Zebra acceleration for Xilinx’s Alveo card

Author: EIS Release Date: Jul 8, 2020


Mipsology, which specialises in deep learning acceleration software, has had its Zebra neural net accelerating software integrated into the latest build of Xilinx’s Alveo U50 data centre accelerator card.

The accelerator enables the Alveo U50 to compute convolutional neural networks with zero effort.

This is the latest in a series of Zebra-enhanced Xilinx boards that enable inference acceleration for a wide variety of sophisticated AI applications. Others include the Alveo U200 and Alveo U250 boards.

“The level of acceleration that Zebra brings to our Alveo cards puts CPU and GPU accelerators to shame,” says Xilinx vp  Ramine Roane,  “combined with Zebra, Alveo U50 meets the flexibility and performance needs of AI workloads and offers high throughput and low latency performance advantages to any deployment.”

Zebra’s Zero Effort IP creates the first plug-and-play FPGA solution that unleashes the industry’s best performing accelerator, delivering broad application flexibility, a longer life and lower power/cost. It leverages existing skill sets and eliminates the need for FPGA expertise, making Alveo U50 as easy-to-use for deep learning inference acceleration as a CPU or GPU.

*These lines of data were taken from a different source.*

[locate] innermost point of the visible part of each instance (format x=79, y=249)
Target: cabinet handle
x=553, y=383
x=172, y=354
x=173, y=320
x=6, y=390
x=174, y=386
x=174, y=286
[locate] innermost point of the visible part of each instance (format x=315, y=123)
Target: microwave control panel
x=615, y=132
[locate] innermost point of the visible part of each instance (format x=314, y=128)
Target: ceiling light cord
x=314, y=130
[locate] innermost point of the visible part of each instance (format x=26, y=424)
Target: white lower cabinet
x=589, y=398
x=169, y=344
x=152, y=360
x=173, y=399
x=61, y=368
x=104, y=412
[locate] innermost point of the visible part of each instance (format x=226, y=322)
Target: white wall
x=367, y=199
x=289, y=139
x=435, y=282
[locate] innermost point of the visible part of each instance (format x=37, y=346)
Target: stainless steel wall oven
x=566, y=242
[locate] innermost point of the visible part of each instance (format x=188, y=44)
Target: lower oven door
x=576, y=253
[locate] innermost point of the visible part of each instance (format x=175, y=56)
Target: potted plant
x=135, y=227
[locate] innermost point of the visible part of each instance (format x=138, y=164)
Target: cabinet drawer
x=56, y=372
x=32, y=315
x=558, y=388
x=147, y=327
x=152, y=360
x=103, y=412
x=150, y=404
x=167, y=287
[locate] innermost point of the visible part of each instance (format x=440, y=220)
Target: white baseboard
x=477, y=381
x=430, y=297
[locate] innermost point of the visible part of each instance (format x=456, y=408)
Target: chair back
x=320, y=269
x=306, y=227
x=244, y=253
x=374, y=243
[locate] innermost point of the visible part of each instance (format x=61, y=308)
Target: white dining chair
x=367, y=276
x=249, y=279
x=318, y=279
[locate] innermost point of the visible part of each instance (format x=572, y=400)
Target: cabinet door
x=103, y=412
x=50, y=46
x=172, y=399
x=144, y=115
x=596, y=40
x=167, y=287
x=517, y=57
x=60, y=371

“Zebra delivers the highest possible performance and ease-of-use for inference acceleration,” says Mipsology founder and CEO Ludo Larzul (pictured), “with the Alveo U50, Xilinx and Mipsology are providing AI application developers with a card that excels across multiple apps and in every development environment.”

Zebra-powered FPGAs are claimed to be  better suited than GPUs to accelerate neural network inference for both the data center and large industrial AI applications, including robotics, smart cities, image processing/video analytics, healthcare, retail, driver-assist cars, video surveillance and many more, due to their high performance and long life expectancy.

They also extend the lifetime of neural network solutions by doubling FPGA performance every year on the same silicon across FPGA generations.